In Texas, cross-border trade continues to drop as Americans become more and more frightened with every headline.  In fact, the US border has become a no-go zone driven by the need of cartels to control smuggling routes.  We continue to punish people for using Marijuana despite the fact that Marijuana is far less dangerous to one’s health than cigarettes.  Marijuana should be legalized and regulated like cigarettes and alcohol.  People call it a gateway drug but that is not true, the gateway drug of choice is alcohol.  Poor people use harder drugs because they do not have physician friends to prescribe them legal pharmaceuticals.  No reason to use coke if one can get percodan or valium from their local CVS.  We feed our children Ritilin and then act surprised when they get hooked on harder drugs later in life or prescribe zantex and other drugs to help one get through the day.  It is time to behave rationally and accept that, like alcoholism, a certain percentage of our population is susceptible to drug addiction.  We must treat the addiction, not punish the person. Our constitution guarantees equality to all men (women, too), not just the ones with the proper paperwork and our nation was built on the right to life, liberty, and the pursuit of happiness.  I doubt anyone can find happiness looking through a set of steel bars.  One cannot commit a crime against oneself, one can only choose to commit stupid acts.  The government is not our father and mother and it needs to let go.  Stop the war on drugs and bring peace to our neighborhoods, our cities, and our borders.
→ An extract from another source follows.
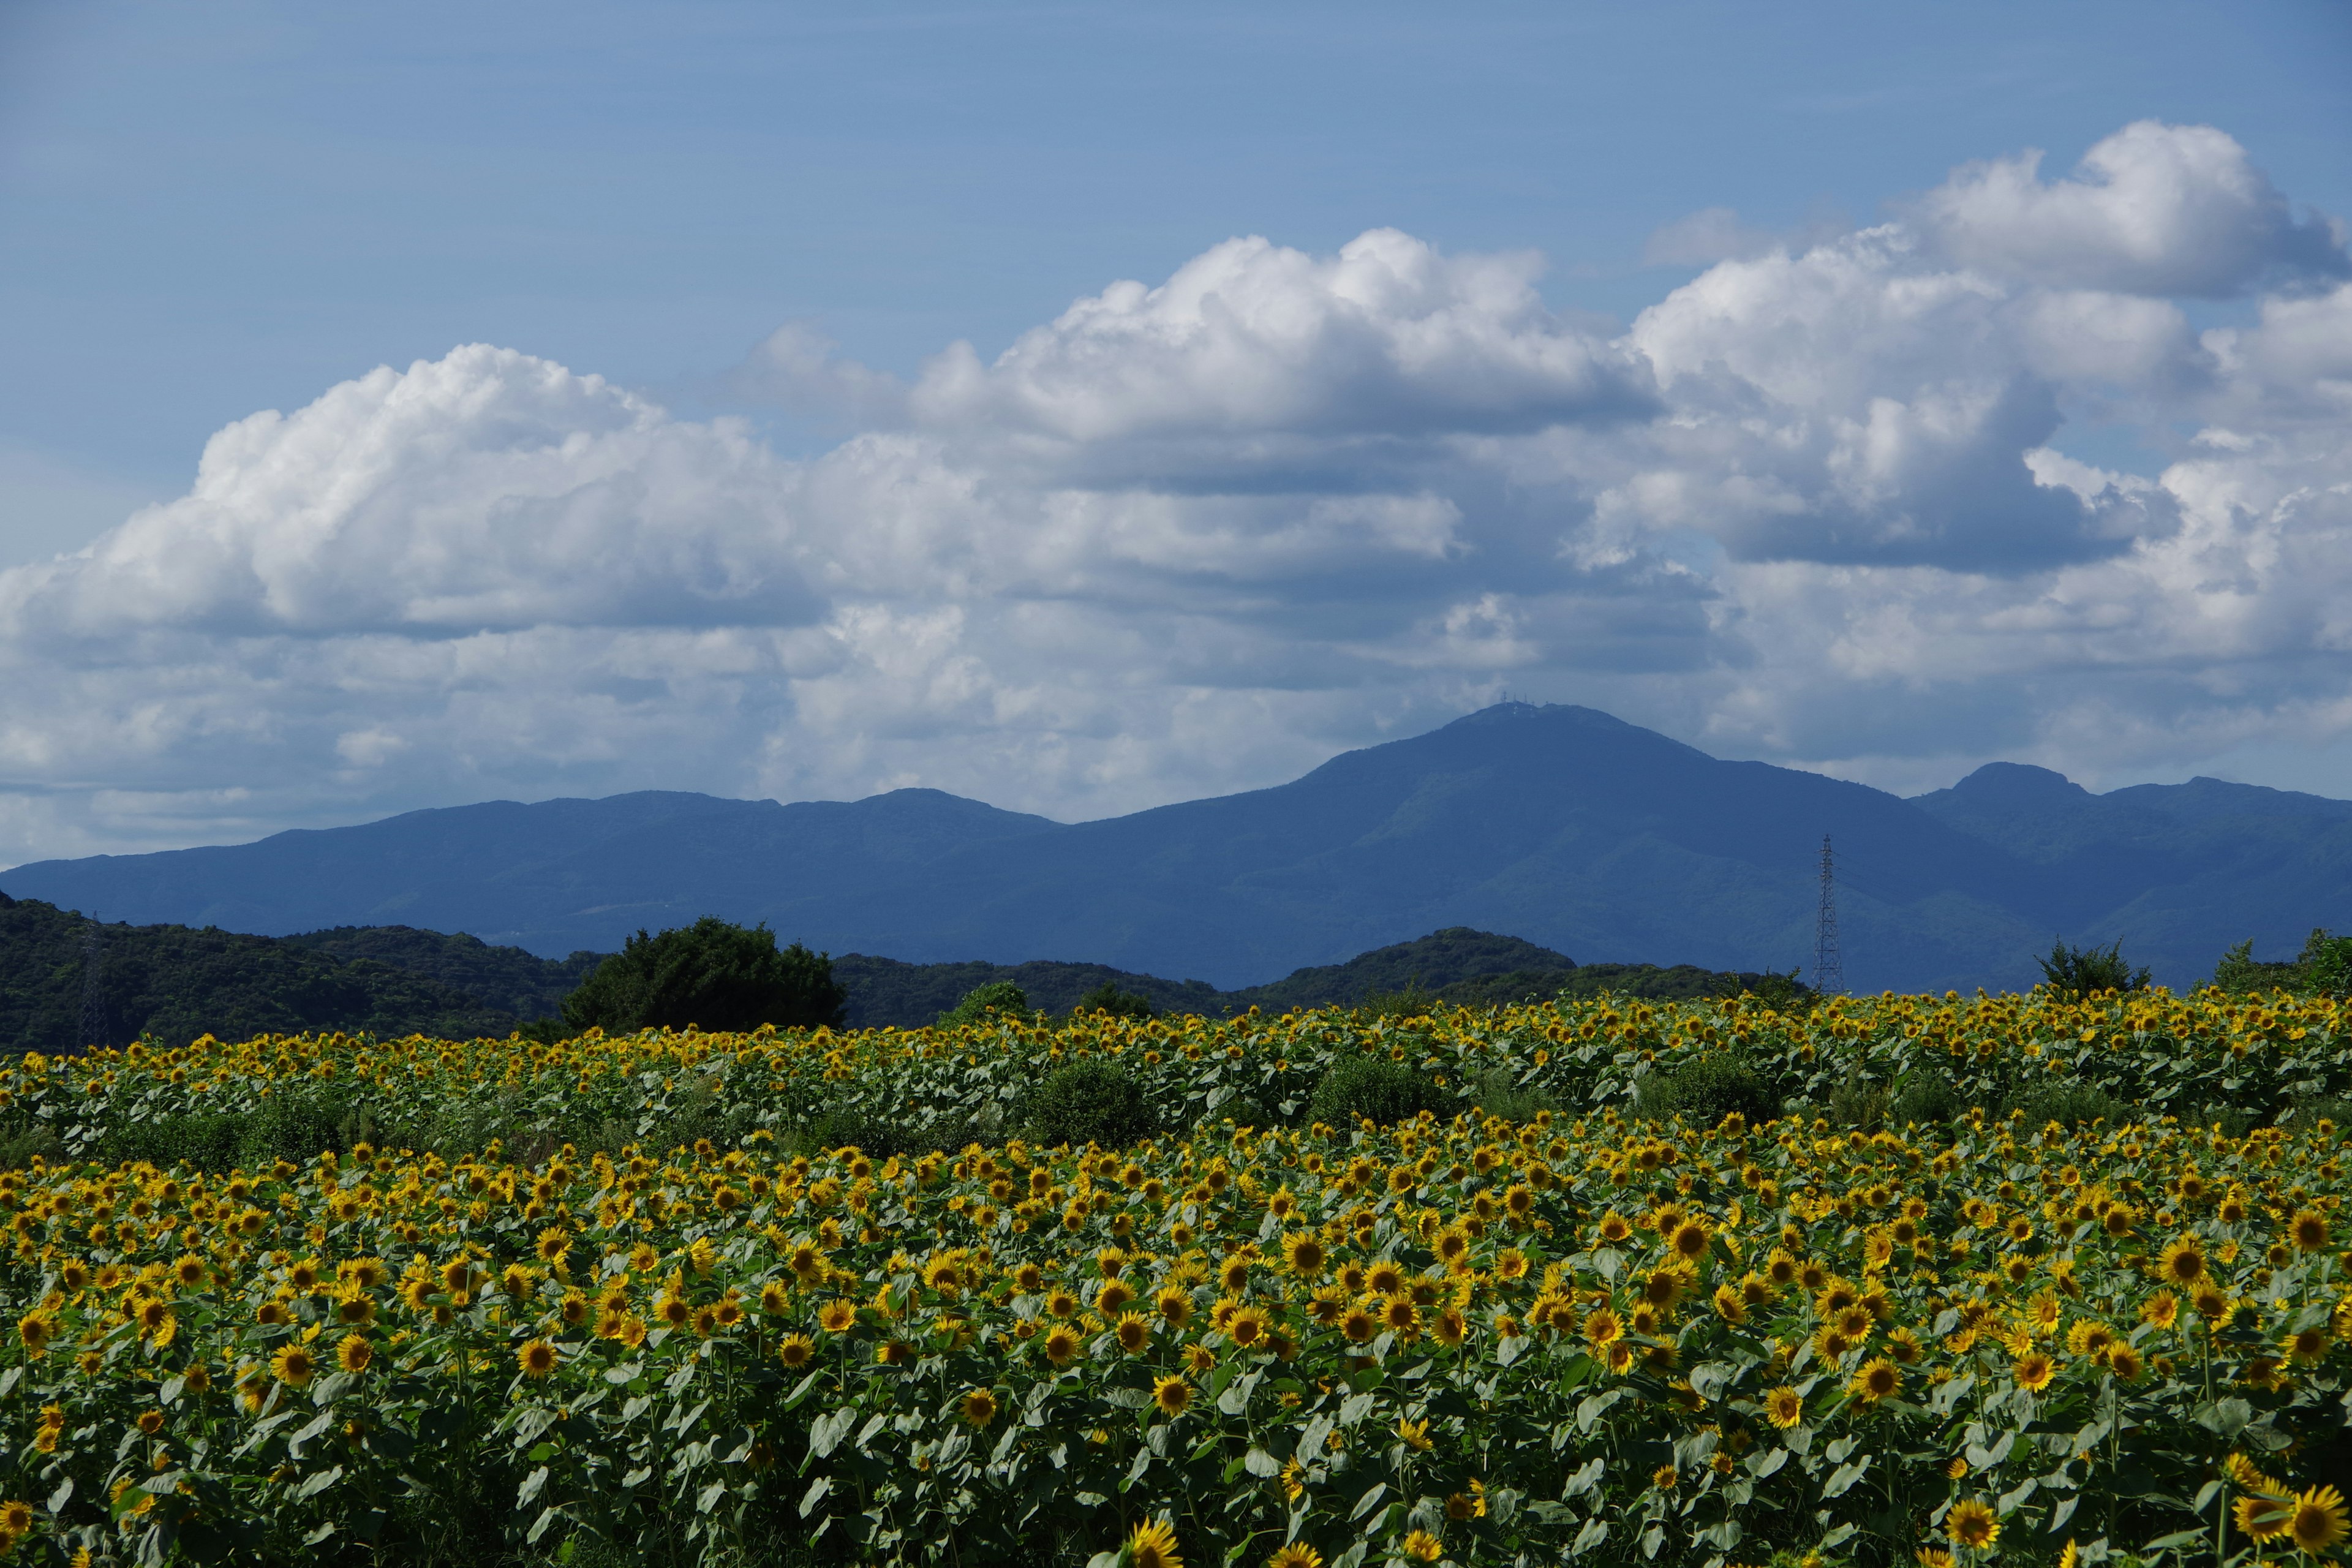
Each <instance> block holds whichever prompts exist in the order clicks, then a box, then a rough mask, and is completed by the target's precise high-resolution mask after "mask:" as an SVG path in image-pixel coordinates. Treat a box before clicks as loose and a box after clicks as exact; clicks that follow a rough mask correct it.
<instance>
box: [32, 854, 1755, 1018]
mask: <svg viewBox="0 0 2352 1568" xmlns="http://www.w3.org/2000/svg"><path fill="white" fill-rule="evenodd" d="M602 957H604V954H597V952H574V954H572V957H569V959H541V957H534V954H529V952H522V950H520V947H492V945H487V943H482V940H477V938H470V936H447V933H442V931H419V929H414V926H336V929H329V931H310V933H303V936H240V933H233V931H214V929H193V926H122V924H115V926H101V924H94V922H89V919H85V917H80V914H73V912H68V910H59V907H56V905H47V903H40V900H31V898H7V896H5V893H0V1048H5V1051H71V1048H75V1046H80V1044H125V1041H132V1039H136V1037H139V1034H155V1037H160V1039H165V1041H172V1044H186V1041H191V1039H195V1037H198V1034H216V1037H221V1039H247V1037H252V1034H294V1032H306V1030H308V1032H320V1030H353V1032H369V1034H440V1037H454V1039H470V1037H475V1034H508V1032H510V1030H515V1027H517V1025H527V1023H532V1020H539V1018H553V1016H557V1011H560V1006H562V999H564V994H567V992H569V990H572V987H574V985H579V983H581V978H583V976H586V973H588V971H590V969H595V966H597V961H602ZM833 969H835V976H837V978H840V980H842V985H844V987H847V992H849V1025H851V1027H882V1025H896V1027H901V1030H906V1027H920V1025H927V1023H931V1020H934V1018H938V1013H943V1011H948V1009H953V1006H955V1004H957V1001H960V999H962V997H964V992H971V990H974V987H981V985H988V983H990V980H1011V983H1014V985H1018V987H1021V990H1023V992H1028V999H1030V1006H1035V1009H1042V1011H1047V1013H1068V1011H1070V1009H1073V1006H1075V1004H1077V1001H1080V999H1082V997H1084V994H1087V992H1091V990H1096V987H1101V985H1105V983H1108V985H1115V987H1120V990H1124V992H1129V994H1141V997H1145V999H1150V1004H1152V1006H1157V1009H1160V1011H1164V1013H1207V1016H1211V1018H1223V1016H1230V1013H1242V1011H1247V1009H1251V1006H1258V1009H1265V1011H1268V1013H1282V1011H1289V1009H1312V1006H1357V1004H1362V1001H1374V999H1381V997H1392V994H1399V992H1414V994H1421V997H1428V999H1430V1001H1454V1004H1465V1006H1491V1004H1503V1001H1541V999H1550V997H1557V994H1592V992H1599V990H1616V992H1628V994H1635V997H1651V999H1672V997H1719V994H1731V992H1738V990H1755V987H1764V985H1771V983H1778V978H1776V976H1743V973H1717V971H1708V969H1696V966H1691V964H1679V966H1675V969H1658V966H1656V964H1576V961H1573V959H1569V957H1566V954H1564V952H1552V950H1550V947H1538V945H1536V943H1524V940H1519V938H1515V936H1494V933H1486V931H1470V929H1463V926H1454V929H1446V931H1435V933H1430V936H1423V938H1418V940H1411V943H1395V945H1390V947H1378V950H1374V952H1367V954H1359V957H1355V959H1350V961H1345V964H1324V966H1315V969H1301V971H1296V973H1291V976H1289V978H1284V980H1275V983H1272V985H1254V987H1249V990H1237V992H1221V990H1216V987H1211V985H1207V983H1202V980H1164V978H1160V976H1145V973H1129V971H1122V969H1108V966H1103V964H1056V961H1044V959H1040V961H1030V964H978V961H971V964H901V961H898V959H877V957H863V954H854V952H851V954H842V957H837V959H833ZM85 1001H87V1004H92V1013H94V1023H96V1039H94V1041H85V1039H82V1016H85Z"/></svg>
The Justice party demands a return to individual responsibility to rebalance our society from one driven by governmental control of every phase of our life to one focused on wellness.  Our candidate Rocky Anderson supports ending the war on drugs, eliminating overseas efforts to stop production of drugs, legalizing the use of Marijuana, and decriminalizing the use of drugs.  Justice is more than a strong court -system, it includes showing compassion and mercy as well.  One must have a balance between a firm hand and a caring one.  The war on drugs is a war on minorities because they are the ones filling our prisons, leaving their children cast adrift in the concrete jungles prey to the drug dealers and criminals roaming our streets.  End the war on drugs and we end the need to have private prisons.  End the war on drugs and we end the need for so many families to collect welfare.  End the war on drugs and return peaceful borders to our southern states.  End the war on drugs and return personal liberty to our people.  Support Rocky Anderson for President and bring sanity and Justice back to Washington.